I was directed to the (British, as you can tell from “mum“) Mumsnet.com website because, in a discussion of Americanisms, someone nicely posted a link to NOOBs. Looking around on the discussion, I noted one person who listed the expression “stiff upper lip” as an Americanism. Another commenter responded: “I beg to differ. That’s really quite Brit.”
The first person was right.
Learning that surprised me, because the expression, suggesting stoic keeping calm and carrying on, is so strongly associated with the British national character and lexicon. But so is “bumbershoot,” and that word is as American as a McDonald’s apple pie.

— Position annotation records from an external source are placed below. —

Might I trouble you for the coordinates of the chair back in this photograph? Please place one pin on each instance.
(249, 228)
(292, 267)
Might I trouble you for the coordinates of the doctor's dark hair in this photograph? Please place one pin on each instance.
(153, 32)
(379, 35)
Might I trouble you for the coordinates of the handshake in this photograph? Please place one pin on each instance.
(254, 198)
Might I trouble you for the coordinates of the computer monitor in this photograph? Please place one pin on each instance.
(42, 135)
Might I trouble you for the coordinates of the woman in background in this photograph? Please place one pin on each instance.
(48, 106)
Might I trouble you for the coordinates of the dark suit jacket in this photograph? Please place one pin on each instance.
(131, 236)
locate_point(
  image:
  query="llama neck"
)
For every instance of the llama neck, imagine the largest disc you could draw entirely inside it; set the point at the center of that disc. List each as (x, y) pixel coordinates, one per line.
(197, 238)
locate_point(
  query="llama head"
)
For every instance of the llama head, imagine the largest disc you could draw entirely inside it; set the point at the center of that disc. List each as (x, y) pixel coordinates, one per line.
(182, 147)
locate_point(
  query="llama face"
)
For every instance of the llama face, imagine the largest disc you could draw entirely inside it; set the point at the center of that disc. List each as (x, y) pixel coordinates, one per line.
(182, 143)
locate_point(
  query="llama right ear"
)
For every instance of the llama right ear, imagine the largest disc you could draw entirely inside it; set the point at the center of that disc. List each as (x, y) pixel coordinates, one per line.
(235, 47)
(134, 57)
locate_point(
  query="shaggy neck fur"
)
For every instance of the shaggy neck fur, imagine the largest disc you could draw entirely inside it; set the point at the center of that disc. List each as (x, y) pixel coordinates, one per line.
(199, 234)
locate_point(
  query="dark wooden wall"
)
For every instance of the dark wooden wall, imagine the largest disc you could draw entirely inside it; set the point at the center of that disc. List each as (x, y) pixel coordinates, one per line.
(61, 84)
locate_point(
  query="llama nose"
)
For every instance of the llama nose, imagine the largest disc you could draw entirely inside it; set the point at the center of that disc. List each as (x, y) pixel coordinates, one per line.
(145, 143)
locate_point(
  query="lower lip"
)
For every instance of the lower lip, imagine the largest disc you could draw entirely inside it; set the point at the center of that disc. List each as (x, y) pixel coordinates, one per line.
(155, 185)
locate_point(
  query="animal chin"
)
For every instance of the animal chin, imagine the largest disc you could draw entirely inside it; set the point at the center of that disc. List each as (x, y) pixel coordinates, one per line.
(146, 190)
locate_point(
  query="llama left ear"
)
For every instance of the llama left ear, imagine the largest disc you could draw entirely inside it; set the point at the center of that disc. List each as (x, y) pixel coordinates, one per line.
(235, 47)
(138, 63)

The OED confirms that with these early citations (Thomas Haliburton was Canadian):
1815 Massachusetts Spy 14 June I kept a stiff upper lip, and bought [a] license to sell my goods.
1837 T. C. Haliburton Clockmaker 1st Ser. (ed. 2) x. 77 Its a proper pity sich a clever woman should carry such a stiff upper lip.

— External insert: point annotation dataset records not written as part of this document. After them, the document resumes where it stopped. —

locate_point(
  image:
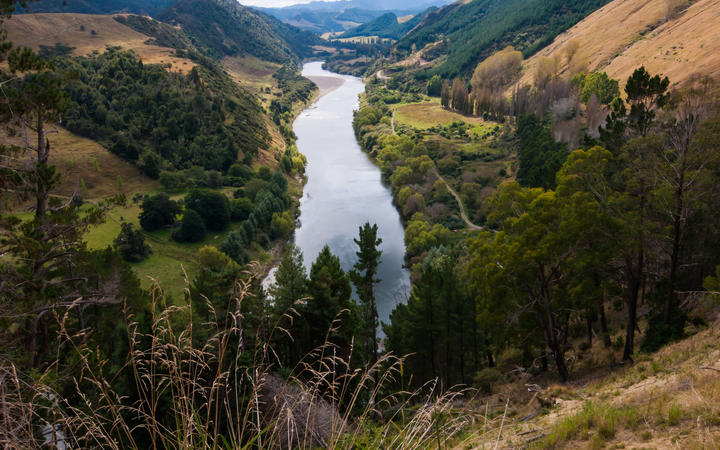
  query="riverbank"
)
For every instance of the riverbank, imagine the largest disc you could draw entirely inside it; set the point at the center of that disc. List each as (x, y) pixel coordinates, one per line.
(325, 84)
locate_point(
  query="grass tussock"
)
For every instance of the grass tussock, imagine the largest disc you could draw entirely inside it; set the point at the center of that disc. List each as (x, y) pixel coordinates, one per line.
(201, 385)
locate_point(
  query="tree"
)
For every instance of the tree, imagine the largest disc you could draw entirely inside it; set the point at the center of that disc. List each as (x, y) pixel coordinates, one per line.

1852 H. B. Stowe Uncle Tom’s Cabin I. x. 152 ‘Well, good-by, Uncle Tom; keep a stiff upper lip,’ said George.
The popularity of the phrase was boosted by a oft-reprinted poem by the Ohioan Phoebe Cary (1822-1871), “Keep a Stiff Upper Lip,” whose last stanza is:
Through childhood, through manhood,
Through life to the end,
Struggle bravely and stand
By your colors, my friend.
Only yield when you must;
Never “give up the ship,”
But fight on to the last
“With a stiff upper lip.”
Not until 1887 does a British example appear, from The Spectator: “The Financial Secretary, who, it is supposed, will have a stiff upper lip and tightly buttoned pockets.”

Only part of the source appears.